27 ans ! Peut-on mourir à cet âge ? Cela paraît tellement absurde. Et puis, quand on fait parti de ce groupe : the fabulous Rolling Stones, ce groupe tellement irréel. Irréel certes, mais mortel. Brian Jones est mort, pourtant un doute subsiste. N’est-il pas toujours présent parmi nous ? Son image est gravée, car malgré tout et contre tout, y compris contre lui-même, il était et demeure un Rolling Stones.
Beaucoup ont appris ce jour-là que Brian Jones ne faisait plus partie des Rolling Stones. Il avait quitté le groupe le 9 juin après une ultime dispute au sujet des chansons. La place vacante avait été comblée par un nouveau venu, un certain Mick Taylor.

De nombreux groupes éclatent ou disparaissent sans laisser de trace. Brian Jones quitte les Rolling Stones et ceci semble anormal. C’est insupportable. Il est difficile de s’imaginer les Rolling Stones sans Brian Jones, ni Brian Jones sans les Rolling Stones. Je crois que c’est dans ces moments là qu’on mesure la fascination, ou le coté un peu conte de fées des Rolling Stones sur nous, communs des mortels appelés fans ! Mais comme nous, ils sont mortels ; l’envoûtement de la baguette magique s’est brisé.
La réalité est triste et inhumaine. Il faut se rendre à l’évidence que désormais à la place de Brian Jones, il y aura sur scène et dans les disques : Mick Taylor.

Le 5 juillet 1969, Londres ; Hyde Park.

Depuis plusieurs semaines un concert gratuit est prévu. En tête d’affiche les Rolling Stones qui ré-apparaissent après une grande absence. Cette prestation va prendre une tournure quasi religieuse.
Une messe funèbre Pop en quelque sorte, à la mémoire du Stones disparu. Une grande messe à laquelle assistent quelques 500 000 fidèles. Dans un épais silence Mick Jagger lit des vers.
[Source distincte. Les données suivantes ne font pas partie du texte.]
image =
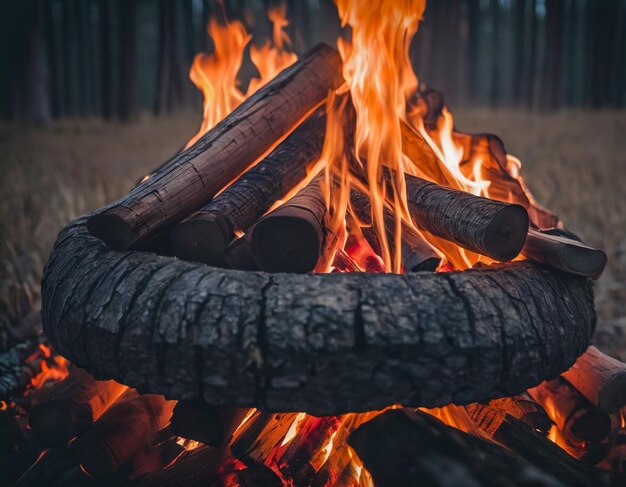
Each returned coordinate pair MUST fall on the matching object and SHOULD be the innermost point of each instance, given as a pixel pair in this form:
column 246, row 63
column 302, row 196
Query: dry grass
column 575, row 163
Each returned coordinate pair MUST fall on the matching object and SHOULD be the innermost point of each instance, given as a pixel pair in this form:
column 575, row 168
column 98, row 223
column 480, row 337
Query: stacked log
column 196, row 175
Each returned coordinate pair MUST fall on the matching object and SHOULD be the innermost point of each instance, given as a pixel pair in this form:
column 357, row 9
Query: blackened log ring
column 323, row 344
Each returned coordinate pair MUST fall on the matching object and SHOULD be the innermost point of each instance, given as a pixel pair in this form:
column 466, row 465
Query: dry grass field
column 574, row 162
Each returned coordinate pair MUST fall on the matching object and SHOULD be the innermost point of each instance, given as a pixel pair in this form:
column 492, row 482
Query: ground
column 574, row 162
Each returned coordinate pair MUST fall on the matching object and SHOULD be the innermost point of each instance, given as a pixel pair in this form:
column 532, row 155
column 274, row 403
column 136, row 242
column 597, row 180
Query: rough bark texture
column 482, row 225
column 564, row 254
column 318, row 343
column 600, row 378
column 291, row 238
column 204, row 236
column 194, row 176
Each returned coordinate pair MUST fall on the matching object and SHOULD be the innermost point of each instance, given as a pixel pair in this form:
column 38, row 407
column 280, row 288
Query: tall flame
column 215, row 74
column 380, row 78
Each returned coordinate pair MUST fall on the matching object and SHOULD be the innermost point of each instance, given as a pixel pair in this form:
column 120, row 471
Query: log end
column 506, row 234
column 112, row 229
column 285, row 243
column 612, row 396
column 588, row 262
column 54, row 423
column 202, row 238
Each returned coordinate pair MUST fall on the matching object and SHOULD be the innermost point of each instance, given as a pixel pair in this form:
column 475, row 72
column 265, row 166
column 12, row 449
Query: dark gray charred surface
column 196, row 175
column 323, row 344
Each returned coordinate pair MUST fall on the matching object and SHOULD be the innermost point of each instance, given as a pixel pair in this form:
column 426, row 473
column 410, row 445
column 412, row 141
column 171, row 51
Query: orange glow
column 215, row 74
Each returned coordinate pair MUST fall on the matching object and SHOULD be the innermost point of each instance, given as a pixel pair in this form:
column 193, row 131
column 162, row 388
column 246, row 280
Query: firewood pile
column 224, row 330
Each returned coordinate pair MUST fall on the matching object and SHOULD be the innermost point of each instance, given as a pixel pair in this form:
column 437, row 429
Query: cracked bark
column 320, row 343
column 194, row 176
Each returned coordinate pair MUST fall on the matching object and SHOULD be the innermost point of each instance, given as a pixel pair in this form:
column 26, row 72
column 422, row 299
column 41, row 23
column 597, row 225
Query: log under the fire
column 321, row 343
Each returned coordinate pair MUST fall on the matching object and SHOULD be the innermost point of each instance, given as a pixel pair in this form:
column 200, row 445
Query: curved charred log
column 320, row 343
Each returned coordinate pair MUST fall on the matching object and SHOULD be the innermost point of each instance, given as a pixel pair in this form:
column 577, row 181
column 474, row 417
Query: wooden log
column 132, row 421
column 239, row 255
column 492, row 228
column 193, row 177
column 205, row 235
column 201, row 466
column 312, row 342
column 15, row 371
column 70, row 407
column 564, row 254
column 49, row 467
column 291, row 238
column 521, row 406
column 576, row 417
column 404, row 448
column 197, row 420
column 417, row 253
column 600, row 378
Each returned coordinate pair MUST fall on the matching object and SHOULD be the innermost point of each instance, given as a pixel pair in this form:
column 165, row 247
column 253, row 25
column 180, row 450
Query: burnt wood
column 408, row 448
column 291, row 238
column 316, row 343
column 197, row 420
column 564, row 254
column 416, row 253
column 492, row 228
column 194, row 176
column 204, row 236
column 70, row 407
column 121, row 431
column 576, row 417
column 600, row 378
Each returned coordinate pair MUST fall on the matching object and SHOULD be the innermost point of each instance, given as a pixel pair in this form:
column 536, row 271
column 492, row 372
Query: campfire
column 331, row 284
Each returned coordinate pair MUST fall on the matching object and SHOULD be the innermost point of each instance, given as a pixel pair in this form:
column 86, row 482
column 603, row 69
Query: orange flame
column 215, row 74
column 379, row 75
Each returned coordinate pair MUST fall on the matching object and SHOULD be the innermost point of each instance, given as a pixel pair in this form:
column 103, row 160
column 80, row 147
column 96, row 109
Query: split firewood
column 132, row 421
column 49, row 468
column 492, row 228
column 205, row 235
column 417, row 253
column 13, row 466
column 197, row 420
column 239, row 255
column 70, row 407
column 564, row 254
column 600, row 378
column 401, row 447
column 291, row 238
column 576, row 417
column 196, row 175
column 521, row 406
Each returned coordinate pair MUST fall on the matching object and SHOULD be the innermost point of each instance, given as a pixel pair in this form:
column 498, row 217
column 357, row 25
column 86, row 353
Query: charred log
column 123, row 429
column 600, row 378
column 291, row 238
column 564, row 254
column 193, row 177
column 417, row 253
column 70, row 407
column 204, row 236
column 254, row 339
column 485, row 226
column 575, row 416
column 405, row 448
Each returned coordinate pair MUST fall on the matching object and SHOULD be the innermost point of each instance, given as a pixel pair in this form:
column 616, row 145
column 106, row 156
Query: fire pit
column 327, row 255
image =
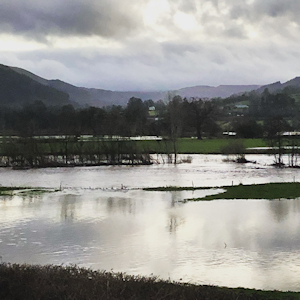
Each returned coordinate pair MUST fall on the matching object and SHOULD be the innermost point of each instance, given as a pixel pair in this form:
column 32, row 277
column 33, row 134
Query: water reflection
column 253, row 244
column 68, row 207
column 118, row 204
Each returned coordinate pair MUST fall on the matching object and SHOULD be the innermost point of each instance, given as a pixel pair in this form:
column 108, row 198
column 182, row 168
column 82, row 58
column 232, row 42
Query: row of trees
column 176, row 118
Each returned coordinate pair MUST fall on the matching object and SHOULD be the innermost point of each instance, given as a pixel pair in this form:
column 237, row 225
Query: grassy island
column 70, row 282
column 270, row 191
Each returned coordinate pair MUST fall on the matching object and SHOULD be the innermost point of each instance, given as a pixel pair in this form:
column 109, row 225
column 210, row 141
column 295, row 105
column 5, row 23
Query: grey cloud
column 38, row 19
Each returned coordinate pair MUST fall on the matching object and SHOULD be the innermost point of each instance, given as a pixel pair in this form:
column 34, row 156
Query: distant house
column 152, row 113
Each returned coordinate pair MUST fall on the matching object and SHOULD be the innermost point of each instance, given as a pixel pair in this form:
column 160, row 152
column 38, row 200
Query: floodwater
column 102, row 220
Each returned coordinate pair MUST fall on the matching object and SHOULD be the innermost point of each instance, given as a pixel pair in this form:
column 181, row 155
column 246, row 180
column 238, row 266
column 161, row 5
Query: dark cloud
column 39, row 19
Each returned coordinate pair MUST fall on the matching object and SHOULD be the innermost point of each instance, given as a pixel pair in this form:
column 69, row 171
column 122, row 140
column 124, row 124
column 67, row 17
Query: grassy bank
column 7, row 191
column 281, row 190
column 58, row 282
column 194, row 146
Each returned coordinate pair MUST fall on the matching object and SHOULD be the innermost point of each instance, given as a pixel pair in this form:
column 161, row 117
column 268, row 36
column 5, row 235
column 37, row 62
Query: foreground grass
column 281, row 190
column 58, row 282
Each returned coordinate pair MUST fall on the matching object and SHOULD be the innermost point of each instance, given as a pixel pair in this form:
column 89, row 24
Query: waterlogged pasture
column 101, row 220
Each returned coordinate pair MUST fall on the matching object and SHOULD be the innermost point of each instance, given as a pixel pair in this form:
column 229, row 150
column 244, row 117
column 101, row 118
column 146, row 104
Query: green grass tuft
column 70, row 282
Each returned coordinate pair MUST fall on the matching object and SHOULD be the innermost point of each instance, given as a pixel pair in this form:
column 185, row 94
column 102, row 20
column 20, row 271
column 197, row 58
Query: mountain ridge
column 101, row 97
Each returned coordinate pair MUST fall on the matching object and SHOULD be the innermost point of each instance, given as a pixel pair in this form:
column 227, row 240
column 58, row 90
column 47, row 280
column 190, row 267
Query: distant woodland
column 250, row 115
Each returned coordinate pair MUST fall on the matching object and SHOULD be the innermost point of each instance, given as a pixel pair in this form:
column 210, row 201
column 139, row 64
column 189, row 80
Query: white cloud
column 152, row 44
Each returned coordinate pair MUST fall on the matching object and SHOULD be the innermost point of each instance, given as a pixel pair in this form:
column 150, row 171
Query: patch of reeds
column 71, row 282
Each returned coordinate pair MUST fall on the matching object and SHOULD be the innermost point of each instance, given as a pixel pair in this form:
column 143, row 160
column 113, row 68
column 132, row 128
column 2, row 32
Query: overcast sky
column 152, row 44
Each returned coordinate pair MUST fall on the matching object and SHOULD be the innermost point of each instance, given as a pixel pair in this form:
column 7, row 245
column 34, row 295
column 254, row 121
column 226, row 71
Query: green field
column 30, row 282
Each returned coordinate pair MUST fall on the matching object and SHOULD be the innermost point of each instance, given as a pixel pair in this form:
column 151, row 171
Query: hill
column 100, row 97
column 18, row 90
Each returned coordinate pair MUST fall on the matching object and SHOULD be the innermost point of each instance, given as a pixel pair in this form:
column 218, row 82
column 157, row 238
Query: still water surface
column 94, row 223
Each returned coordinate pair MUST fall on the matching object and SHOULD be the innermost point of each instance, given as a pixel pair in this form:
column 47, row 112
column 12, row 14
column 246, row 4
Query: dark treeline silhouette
column 179, row 117
column 38, row 135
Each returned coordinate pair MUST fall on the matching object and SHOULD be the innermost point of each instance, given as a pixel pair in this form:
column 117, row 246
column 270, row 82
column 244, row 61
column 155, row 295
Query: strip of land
column 12, row 190
column 269, row 191
column 70, row 282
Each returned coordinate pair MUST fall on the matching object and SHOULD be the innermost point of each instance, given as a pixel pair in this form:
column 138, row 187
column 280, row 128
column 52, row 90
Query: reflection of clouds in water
column 205, row 170
column 131, row 232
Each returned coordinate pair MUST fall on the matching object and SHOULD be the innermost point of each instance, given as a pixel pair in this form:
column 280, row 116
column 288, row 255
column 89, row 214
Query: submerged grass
column 194, row 146
column 70, row 282
column 270, row 191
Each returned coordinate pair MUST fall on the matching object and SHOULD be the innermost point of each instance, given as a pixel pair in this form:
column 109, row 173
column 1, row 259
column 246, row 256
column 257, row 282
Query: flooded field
column 100, row 219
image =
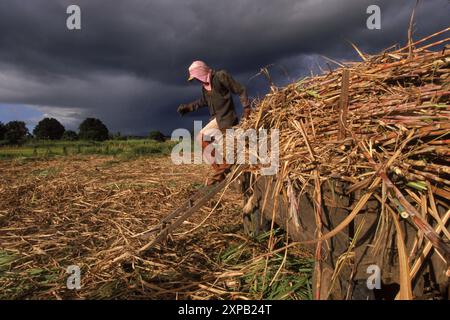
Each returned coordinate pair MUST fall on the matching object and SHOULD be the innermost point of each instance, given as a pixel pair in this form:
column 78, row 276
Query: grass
column 278, row 277
column 125, row 148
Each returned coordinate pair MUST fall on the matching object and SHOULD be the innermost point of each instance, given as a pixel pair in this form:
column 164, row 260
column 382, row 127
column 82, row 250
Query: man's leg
column 212, row 156
column 203, row 139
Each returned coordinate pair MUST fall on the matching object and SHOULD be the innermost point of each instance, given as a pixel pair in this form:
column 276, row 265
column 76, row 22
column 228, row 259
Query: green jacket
column 220, row 101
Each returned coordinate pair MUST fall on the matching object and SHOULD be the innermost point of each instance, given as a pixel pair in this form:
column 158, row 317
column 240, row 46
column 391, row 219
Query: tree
column 49, row 128
column 16, row 132
column 2, row 131
column 157, row 136
column 70, row 135
column 93, row 129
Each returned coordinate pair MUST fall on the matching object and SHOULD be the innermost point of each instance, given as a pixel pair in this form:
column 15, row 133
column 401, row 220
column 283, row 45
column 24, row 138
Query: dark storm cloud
column 128, row 63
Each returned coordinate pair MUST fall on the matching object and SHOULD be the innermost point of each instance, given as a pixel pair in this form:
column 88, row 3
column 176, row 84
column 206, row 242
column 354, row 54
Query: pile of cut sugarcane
column 381, row 125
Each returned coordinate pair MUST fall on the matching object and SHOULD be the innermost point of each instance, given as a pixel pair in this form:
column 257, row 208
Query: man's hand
column 247, row 112
column 183, row 109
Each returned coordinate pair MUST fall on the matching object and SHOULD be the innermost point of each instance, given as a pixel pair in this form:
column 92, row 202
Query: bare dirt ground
column 89, row 212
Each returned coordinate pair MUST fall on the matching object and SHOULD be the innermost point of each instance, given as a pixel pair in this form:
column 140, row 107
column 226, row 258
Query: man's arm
column 193, row 106
column 236, row 88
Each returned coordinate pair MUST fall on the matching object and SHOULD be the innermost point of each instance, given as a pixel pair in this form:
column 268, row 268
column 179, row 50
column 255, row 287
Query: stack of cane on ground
column 391, row 141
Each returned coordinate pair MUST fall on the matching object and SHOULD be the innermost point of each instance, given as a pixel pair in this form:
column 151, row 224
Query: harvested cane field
column 382, row 126
column 90, row 211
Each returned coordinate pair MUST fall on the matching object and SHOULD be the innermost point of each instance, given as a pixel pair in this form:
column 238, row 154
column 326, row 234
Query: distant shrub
column 49, row 128
column 157, row 136
column 16, row 132
column 2, row 131
column 144, row 150
column 93, row 129
column 70, row 135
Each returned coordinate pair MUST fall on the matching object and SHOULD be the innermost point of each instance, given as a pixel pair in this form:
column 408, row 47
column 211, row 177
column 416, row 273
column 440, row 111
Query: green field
column 126, row 148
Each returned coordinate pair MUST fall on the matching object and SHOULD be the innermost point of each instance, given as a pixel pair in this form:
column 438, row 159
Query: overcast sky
column 128, row 64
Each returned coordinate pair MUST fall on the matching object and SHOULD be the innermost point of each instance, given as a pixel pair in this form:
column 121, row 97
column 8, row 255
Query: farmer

***Je demande le silence. Je vais essayer de lire quelque chose pourBrian. Et le miracle a lieu, impressionnant. 500 000 personnes sous tension extrême se recueillent en quelques secondes. C’est un silence total, inhumain, rendu plus puissant, plus dense par les dérisoires pleurs d’un petit bébé. Mick Jagger lit d’une vois calme quelques lignes d’un poème de Shelley sur la mort « Il n’est pas mort, il dort parmi nous… ». A la fin de la lecture, 10 000 papillons multicolores s’échappent d’une boîte en carton et s’envolent dans les airs.*** MICHEL TATTINGER et ERIC VINCENT, SALUT LES COPAINS, septembre 1969.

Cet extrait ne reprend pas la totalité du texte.